Very early animals presumably oscillated between being individuals and cell collections. There is no clear, accepted account of when and how single-celled animals became multicellular. It seems to have happened on many different occasions, and sometimes took place in reverse. One straightforward advantage of multicellularity is that of increased size: for a single cell, an increase in size brings with it a decrease in surface-to-volume ratio, causing reduced efficiency of absorption of food. And of course multicellularity permits functional differentiation. It does indeed heighten the need for communication between and among cells, for purposes certainly including identification of food sources, control of multiplication (replication), and avoidance of predators. By all means communication for such purposes can employ chemical means, eventually through endocrine mechanisms, but surely our heavily entangled early-stage multi-cellular organism would find that quantum mechanical signalling offered a more efficient communication method for many purposes.
It is the thesis of Agent Human that consciousness, using the word in its most general sense, is a necessary accompaniment of sociality, or put more generally, that communication is necessarily involved in cooperative behaviour between organisms. That more general formulation can be applied even to fairly primitive multi-cellular animals. Agent Human began its account of the development of consciousness alongside 'groupishness' with the cnidarians (e.g. jellyfish), and did not allow them onto even the bottom rung of the consciousness ladder, somatic responsiveness (see Appendix Two for a description of the terminology used in Agent Human). In the present context, that is too limited a conclusion. Jellyfish, who emerged c. 700 million years ago, have a nerve-net, a series of interconnected nerve cells but without ganglia (i.e. without a proto-brain); they also have nerve rings and a sensory apparatus which can stimulate the nerve-net and at the other end, so to speak, muscles which can cause locomotion.
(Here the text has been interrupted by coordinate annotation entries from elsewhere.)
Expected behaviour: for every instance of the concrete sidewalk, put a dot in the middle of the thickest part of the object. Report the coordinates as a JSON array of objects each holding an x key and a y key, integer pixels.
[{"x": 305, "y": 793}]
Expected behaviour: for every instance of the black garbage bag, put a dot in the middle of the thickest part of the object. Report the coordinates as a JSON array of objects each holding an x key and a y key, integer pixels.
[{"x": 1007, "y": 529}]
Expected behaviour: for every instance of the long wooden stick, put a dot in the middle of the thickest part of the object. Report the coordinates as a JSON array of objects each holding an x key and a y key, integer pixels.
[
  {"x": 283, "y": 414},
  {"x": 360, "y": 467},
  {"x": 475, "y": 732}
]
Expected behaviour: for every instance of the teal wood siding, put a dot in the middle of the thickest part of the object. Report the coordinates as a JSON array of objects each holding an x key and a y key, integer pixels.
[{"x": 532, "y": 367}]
The sensory apparatus (depending on the species) can include cells that are sensitive to light, receptors that deal with orientation, receptors that detect certain chemicals, and receptors that are sensitive to touch. Different types of sensory input cause different types of neural activity with different outcomes in terms of behaviour. Behaviours that are moderated by the neural apparatus include moving up and down, swimming (via a series of contractions), maintaining orientation and, evidently, stinging.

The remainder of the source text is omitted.